Но надо признать: в душе она была иная. Бесплатно вязала из чужой шерсти носки новорожденным в деревне, за копеечную плату — взрослым женщинам кофты, пока начальство не попеняло участковому милиционеру, что его мать занимается капиталистической деятельностью. Если бабушка испекла пироги — несла в соседние избы дать отведать. Если дети первого мужа, ныне тоже старики-рыбаки, привезут сорожек мешок — половину раздаст. Но на язык, на язык остра…
Я думал, бабушка ненавидит меня за глупые слова о религии, а вот же — сидит возле моей кровати и бормочет нараспев какие-то незнакомые слова…
Отец, учивший в детские годы в медресе молитвы на арабском языке, послушав, усмехнулся:
— О смерти она ему читает.
Он сам был коммунист, но, как сейчас сказали бы, контактный. Мать же, услышав слова отца, расстроилась и заплакала.
— Зачем ты ему про смерть читаешь?
— Я читаю, потому что он все равно умрет… — отвечала грозно старуха. — Не сейчас, так позже. Но я уже могу не успеть ему почитать эти молитвы. Он же должен знать, какая дорога его ждет.
— И ты что, знаешь, какая дорога его ждет? — язвительно воскликнула мать. — Отойди, я сейчас ему горчичники буду ставить!
— Ставь, — не возражала старуха. — Только мне не мешай, я дочитаю эти суры.
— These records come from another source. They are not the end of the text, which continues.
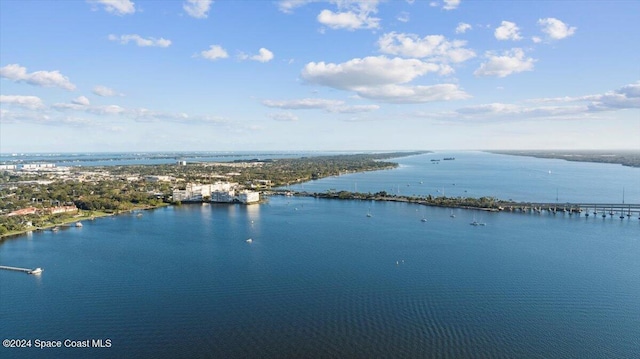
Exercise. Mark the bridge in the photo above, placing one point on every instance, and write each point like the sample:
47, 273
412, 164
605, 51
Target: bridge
622, 210
25, 270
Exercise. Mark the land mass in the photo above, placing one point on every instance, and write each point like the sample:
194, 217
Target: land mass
52, 197
629, 158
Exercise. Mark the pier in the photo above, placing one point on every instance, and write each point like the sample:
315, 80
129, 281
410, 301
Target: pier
25, 270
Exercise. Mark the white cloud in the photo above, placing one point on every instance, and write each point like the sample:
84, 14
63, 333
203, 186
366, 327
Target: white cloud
625, 97
403, 17
451, 4
368, 71
264, 55
283, 116
555, 28
18, 73
105, 91
118, 7
29, 102
287, 6
333, 106
197, 8
140, 41
347, 20
81, 100
107, 110
215, 52
508, 31
413, 94
303, 104
462, 28
510, 62
379, 78
431, 46
559, 108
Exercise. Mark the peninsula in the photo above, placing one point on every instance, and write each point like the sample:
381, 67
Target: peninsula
629, 158
40, 196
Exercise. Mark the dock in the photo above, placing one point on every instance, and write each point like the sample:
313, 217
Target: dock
25, 270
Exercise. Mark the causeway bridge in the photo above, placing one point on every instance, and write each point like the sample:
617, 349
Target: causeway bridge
621, 210
25, 270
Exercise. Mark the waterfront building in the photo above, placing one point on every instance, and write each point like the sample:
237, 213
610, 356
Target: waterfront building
247, 196
219, 192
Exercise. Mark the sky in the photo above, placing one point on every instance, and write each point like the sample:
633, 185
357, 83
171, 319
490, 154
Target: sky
201, 75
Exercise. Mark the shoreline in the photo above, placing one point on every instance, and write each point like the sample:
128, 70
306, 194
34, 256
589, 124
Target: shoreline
68, 222
627, 158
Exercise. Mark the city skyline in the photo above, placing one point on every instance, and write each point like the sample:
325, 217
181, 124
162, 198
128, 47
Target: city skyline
198, 75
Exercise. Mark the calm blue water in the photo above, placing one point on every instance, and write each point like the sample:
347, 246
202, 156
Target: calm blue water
321, 279
477, 174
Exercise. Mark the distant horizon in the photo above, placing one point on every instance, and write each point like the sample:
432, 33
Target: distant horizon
17, 153
190, 75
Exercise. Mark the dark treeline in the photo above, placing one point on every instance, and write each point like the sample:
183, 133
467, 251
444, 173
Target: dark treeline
625, 158
114, 189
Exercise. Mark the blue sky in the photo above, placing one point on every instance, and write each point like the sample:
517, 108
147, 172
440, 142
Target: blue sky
122, 75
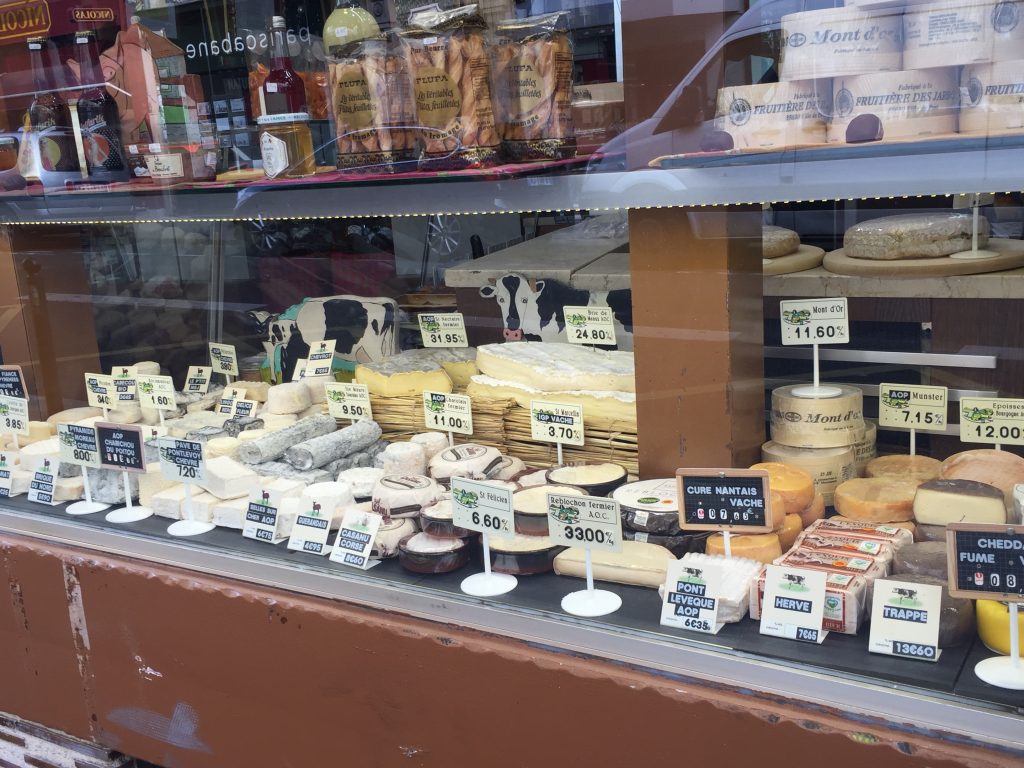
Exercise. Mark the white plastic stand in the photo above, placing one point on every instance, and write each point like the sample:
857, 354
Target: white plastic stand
488, 584
129, 512
816, 390
1005, 672
87, 507
591, 602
Мне было то жарко, то холод пронизывал меня, такой, что зубы мои стучали. И однажды среди ночи я очнулся — рядом, как привидение, сидела в темноте снова она, моя бабушка, и, тряся головой, продолжала бормотать нараспев, несколько в нос, свои мольбы.
А в окно светила луна, на улице играла гармонь, смеялись и визжали девушки. И лиловые тени ложились от рамы на золотые половицы. И в окне билась прозрачная бабочка, и тень от нее была огромная, она порхала по мне, как смерть.
— Бабушка, — попросил я старуху, — а ты не можешь мне объяснить по-русски или хотя бы по-татарски, что ты и кому говоришь?
Бабушка словно и сама очнулась, долго на меня смотрела, потом улыбнулась черным беззубым ртом…
Впрочем, вру, мне так показалось из-за болезни и со страху, что рот у нее беззубый. У нее до глубокой старости оставались целы все зубы!